The SOUL series will come in various sizes, allowing the transport of between three and six 10-12MW wind turbines

Netherlands-based SeaOwls and Norwegian shipyard Ulstein have launched a pioneering heavy lift jack-up vessel design concept, the Soul.

The cruciform structural lay-out is claimed to make the
patent-pending solution more than 10 per cent lighter than conventional jack-up
vessel designs, yet, all loading and installation operations can be performed
without the need of ballast water.

In combination with a high capacity crane, the SOUL enables
operators to take the next step in developing offshore wind farms. The concept
aims to install the next generation wind turbines (10-12 MW) in the same time
frame as currently used for installing 6-8 MW units, a significant efficiency
gain over any jack-up vessel design currently available in the market.

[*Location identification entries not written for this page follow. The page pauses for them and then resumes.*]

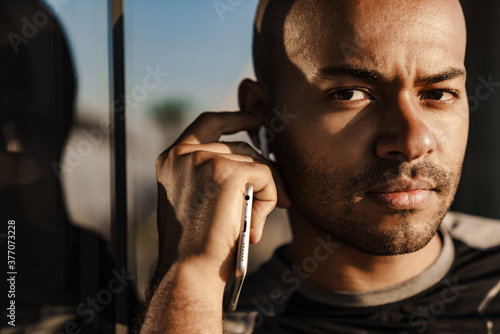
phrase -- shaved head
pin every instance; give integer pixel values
(378, 93)
(285, 28)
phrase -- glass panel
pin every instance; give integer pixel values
(55, 160)
(182, 58)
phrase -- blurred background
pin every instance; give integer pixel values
(182, 58)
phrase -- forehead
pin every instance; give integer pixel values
(386, 35)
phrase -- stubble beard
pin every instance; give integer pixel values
(328, 198)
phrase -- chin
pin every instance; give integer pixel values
(402, 232)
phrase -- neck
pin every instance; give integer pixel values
(344, 268)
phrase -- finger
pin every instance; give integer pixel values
(243, 148)
(210, 126)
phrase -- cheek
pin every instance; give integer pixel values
(451, 135)
(338, 139)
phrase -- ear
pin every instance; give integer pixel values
(254, 98)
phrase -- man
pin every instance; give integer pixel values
(369, 148)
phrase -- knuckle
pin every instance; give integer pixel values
(199, 157)
(207, 116)
(178, 150)
(220, 169)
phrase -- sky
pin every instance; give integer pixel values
(205, 50)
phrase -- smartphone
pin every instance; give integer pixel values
(244, 239)
(242, 252)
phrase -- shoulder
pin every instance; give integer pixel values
(474, 231)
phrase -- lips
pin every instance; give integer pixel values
(402, 194)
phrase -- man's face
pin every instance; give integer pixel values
(375, 152)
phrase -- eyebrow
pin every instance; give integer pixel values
(449, 74)
(373, 75)
(351, 71)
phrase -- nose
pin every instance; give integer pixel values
(404, 135)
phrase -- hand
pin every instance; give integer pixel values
(201, 185)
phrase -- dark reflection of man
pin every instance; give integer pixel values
(59, 265)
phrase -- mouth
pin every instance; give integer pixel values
(402, 194)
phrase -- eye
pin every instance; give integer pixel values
(349, 94)
(439, 95)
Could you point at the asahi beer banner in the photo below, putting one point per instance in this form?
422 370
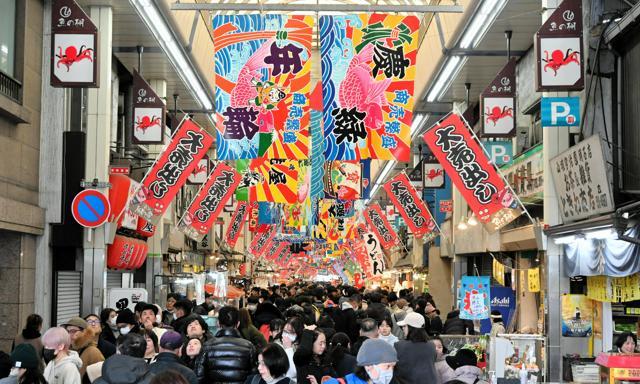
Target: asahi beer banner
148 113
378 223
169 173
368 69
263 74
559 49
497 103
209 201
74 39
490 198
412 208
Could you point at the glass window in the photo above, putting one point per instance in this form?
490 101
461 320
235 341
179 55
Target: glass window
7 35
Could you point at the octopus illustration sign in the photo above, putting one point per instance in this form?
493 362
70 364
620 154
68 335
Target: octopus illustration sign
263 75
559 50
490 198
368 68
74 46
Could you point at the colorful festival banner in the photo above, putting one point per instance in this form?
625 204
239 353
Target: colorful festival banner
368 68
412 208
170 171
475 298
263 74
237 221
209 202
490 198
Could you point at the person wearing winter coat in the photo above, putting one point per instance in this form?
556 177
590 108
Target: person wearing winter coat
63 365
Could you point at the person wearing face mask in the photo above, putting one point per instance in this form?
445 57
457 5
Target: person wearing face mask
63 365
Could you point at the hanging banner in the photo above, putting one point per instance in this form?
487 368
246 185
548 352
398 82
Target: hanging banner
209 201
475 298
74 44
412 208
559 50
368 68
148 113
236 224
263 74
464 160
379 224
498 104
169 173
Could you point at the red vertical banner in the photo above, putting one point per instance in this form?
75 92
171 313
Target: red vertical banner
381 226
170 171
209 201
412 208
237 220
491 199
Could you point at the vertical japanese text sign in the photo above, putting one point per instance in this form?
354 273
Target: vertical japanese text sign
498 104
74 44
148 113
490 198
559 50
209 201
170 171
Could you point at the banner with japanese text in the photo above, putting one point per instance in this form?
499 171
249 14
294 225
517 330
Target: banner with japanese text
466 164
412 208
263 74
209 202
368 69
170 171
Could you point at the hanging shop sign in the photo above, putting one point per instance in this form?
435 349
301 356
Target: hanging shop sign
412 208
209 201
490 198
368 68
498 104
263 74
169 173
560 111
580 181
559 50
148 113
74 44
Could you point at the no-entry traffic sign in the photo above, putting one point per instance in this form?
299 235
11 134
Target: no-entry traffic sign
90 208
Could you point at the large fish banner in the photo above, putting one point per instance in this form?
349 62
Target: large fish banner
263 74
368 68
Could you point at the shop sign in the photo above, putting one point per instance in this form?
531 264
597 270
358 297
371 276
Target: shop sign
491 199
170 171
580 181
412 208
526 174
148 113
559 50
74 44
209 201
498 104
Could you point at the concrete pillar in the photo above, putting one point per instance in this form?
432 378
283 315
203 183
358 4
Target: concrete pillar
99 126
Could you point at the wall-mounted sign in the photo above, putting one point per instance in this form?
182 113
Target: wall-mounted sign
560 111
580 180
74 44
559 49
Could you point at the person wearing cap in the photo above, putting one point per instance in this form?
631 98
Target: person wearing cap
416 354
465 367
83 342
25 366
169 357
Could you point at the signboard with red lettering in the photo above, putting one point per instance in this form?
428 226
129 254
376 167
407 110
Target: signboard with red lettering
74 44
170 171
464 160
412 208
209 201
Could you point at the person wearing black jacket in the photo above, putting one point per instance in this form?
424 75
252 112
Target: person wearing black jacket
228 358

“The development of this novel jack-up vessel is the logical
next step in our strategy to widen our portfolio and become a leading company
in supporting the offshore wind industry with more efficient assets”, said Tore
Ulstein, deputy CEO at Ulstein Group. “Combining the vast track record in heavy
lift vessel designs from our Dutch Ulstein branch with SeaOwls’ experience in
jack-up technology, resulted in an innovative jack-up vessel concept based on
proven technologies.”

Scaling-up conventional heavy lift jack-up vessel designs
proves challenging due to the disproportional weight increase compared to gain
in Variable Deck Load (VDL).

“We noticed this created uncertainty with turbine
manufacturers, wind farm operators and installation contractors on how to
install the future generation wind turbines, as floating vessels are not a
viable alternative”, commented Erik Snijders, founder and managing director at
Rotterdam based SeaOwls, and continues: “So we went back to the optimal jack-up
design, a square platform with the legs spaced out as much as possible.
Rotating the platform by 45o provided a natural bow shape with two legs and the
crane on vessel centre line.”

“This seemingly simple twist in the design allowed to make a
huge improvement in operational aspects as well,” added Bram Lambregts, deputy
managing director at Ulstein Design & Solutions BV. “With the main crane
around the stern leg, optimal main deck reach and over-the-side lifting
capabilities is created. And as the hull now houses much larger leg footings,
bearing pressures on the seabed are reduced, while the wake of the spud cans
does not interfere with the inflow to the propulsion thrusters.”

The SOUL series will come in various sizes, allowing the
transport of between three and six 10-12MW wind turbines.